After 900, the Abbasid Empire began to fragment into many smaller states. However, the common knowledge of Arabic, the pilgrimage to Mecca, and extensive trade and travel unified the Muslim world. Islam continued to spread, sometimes by conquest, but also by the missionary work of Sufis and traveling Muslim merchants. Sufi saints and teachers combined local and Islamic traditions, and inspired common people on the frontier areas of the Muslim world – east Africa, Southeast Asia, and South Asia – to convert.
The Islamic world was a network of cities that was tied together by common religion, pilgrimage, trade, and intellectual culture. Islamic institutions, such as the pilgrimage (or hajj), caravans, caravanserais, funduqs, souqs, and madrassas, and favorable policies of city and state governments provided major assistance to merchants and travelers. In a gallery walk of primary-source visuals of and text excerpts about these institutions, students gather and analyze evidence using an evidence analysis chart. The same routes also transmitted technologies and food plants. For example, paper-making technology reached the Southwestern Asia from China around the eighth century and spread from there to Europe in the following 300 years. Food plants, including sugar cane, oranges, melons, eggplants, and spinach, were diffused widely along the exchange routes. Less positive things also spread along trade routes, such as the bubonic plague. The Black Death of the 1300s killed millions in China and caused the population of Europe and the Muslim world to plummet temporarily by about a third.

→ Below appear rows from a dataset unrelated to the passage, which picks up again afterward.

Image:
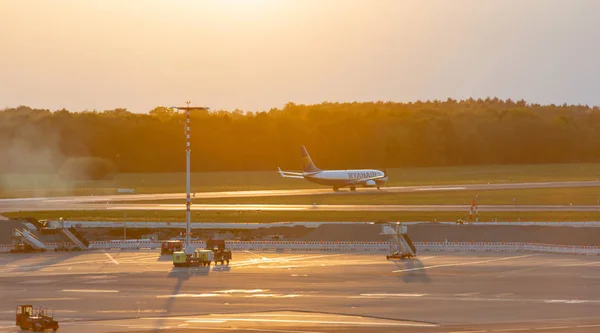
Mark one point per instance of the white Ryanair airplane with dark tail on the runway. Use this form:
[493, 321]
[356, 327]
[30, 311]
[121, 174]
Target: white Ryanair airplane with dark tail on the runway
[336, 178]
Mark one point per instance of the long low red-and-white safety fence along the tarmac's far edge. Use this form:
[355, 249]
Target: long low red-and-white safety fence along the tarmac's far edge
[318, 246]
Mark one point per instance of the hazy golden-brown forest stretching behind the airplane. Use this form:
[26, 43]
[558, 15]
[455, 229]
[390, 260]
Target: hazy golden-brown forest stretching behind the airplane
[337, 135]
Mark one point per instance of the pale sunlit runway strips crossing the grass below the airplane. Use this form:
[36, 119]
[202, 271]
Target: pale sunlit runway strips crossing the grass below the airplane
[118, 202]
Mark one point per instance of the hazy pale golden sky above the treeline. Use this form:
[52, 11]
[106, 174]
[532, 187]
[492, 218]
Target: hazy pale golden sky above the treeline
[258, 54]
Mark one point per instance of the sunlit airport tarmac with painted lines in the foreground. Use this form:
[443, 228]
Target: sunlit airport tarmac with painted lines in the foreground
[138, 291]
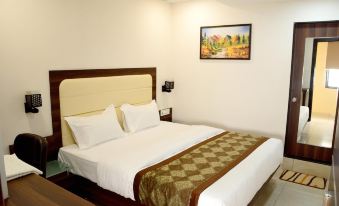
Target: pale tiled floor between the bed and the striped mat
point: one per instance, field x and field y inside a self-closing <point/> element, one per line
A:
<point x="281" y="193"/>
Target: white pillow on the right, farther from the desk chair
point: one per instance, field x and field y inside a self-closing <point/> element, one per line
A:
<point x="136" y="118"/>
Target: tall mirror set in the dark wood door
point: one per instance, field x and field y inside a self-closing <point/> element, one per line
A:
<point x="319" y="92"/>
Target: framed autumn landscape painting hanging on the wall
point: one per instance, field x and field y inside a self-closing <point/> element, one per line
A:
<point x="226" y="42"/>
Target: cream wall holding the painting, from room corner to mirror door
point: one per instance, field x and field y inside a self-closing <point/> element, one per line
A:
<point x="242" y="95"/>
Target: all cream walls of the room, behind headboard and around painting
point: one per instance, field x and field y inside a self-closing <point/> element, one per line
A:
<point x="41" y="35"/>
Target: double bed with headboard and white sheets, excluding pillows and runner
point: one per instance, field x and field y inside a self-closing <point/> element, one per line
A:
<point x="117" y="173"/>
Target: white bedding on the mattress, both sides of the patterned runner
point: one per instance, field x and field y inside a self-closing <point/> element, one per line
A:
<point x="126" y="156"/>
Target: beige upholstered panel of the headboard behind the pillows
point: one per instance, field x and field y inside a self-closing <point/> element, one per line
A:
<point x="86" y="96"/>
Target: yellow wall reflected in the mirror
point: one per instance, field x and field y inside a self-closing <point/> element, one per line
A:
<point x="324" y="99"/>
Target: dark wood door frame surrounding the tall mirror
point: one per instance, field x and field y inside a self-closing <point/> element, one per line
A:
<point x="294" y="149"/>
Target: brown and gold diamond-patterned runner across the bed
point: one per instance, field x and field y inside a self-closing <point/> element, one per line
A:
<point x="180" y="179"/>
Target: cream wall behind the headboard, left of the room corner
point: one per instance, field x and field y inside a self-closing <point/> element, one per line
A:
<point x="41" y="35"/>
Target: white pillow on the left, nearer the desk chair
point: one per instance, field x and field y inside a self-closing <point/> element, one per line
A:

Because of its geographical location, multicultural population and tolerant rulers, the Norman kingdom of Sicily was a major site of exchange among Muslims, Jews, Latin Roman Christians, and Greek Byzantine Christians in the twelfth century. At the same time, Latin Christian crusaders were battling with Syrian, Arab, Egyptian, and North African Muslim warriors over territory and religious differences. Whereas in the past historians placed emphasis on religious differences and the Crusades, historians now emphasize the common features of these Mediterranean cultures and the many ways in which Christians, Muslims, and Jews interacted. The central position of Islamic world in Afroeurasia became increasingly important as trade and exchange expanded. Muslim merchants, scholars and Sufis traveled between the great cities, such as Córdoba, Damascus and Cairo, which produced luxury goods such as steel swords and embroidered silk capes.
Muslim merchants eventually traded from China to the Mediterranean, and Jewish merchants also traded freely in the Muslim world. They established communities across Afroeurasia that were connected by family ties and trade connections.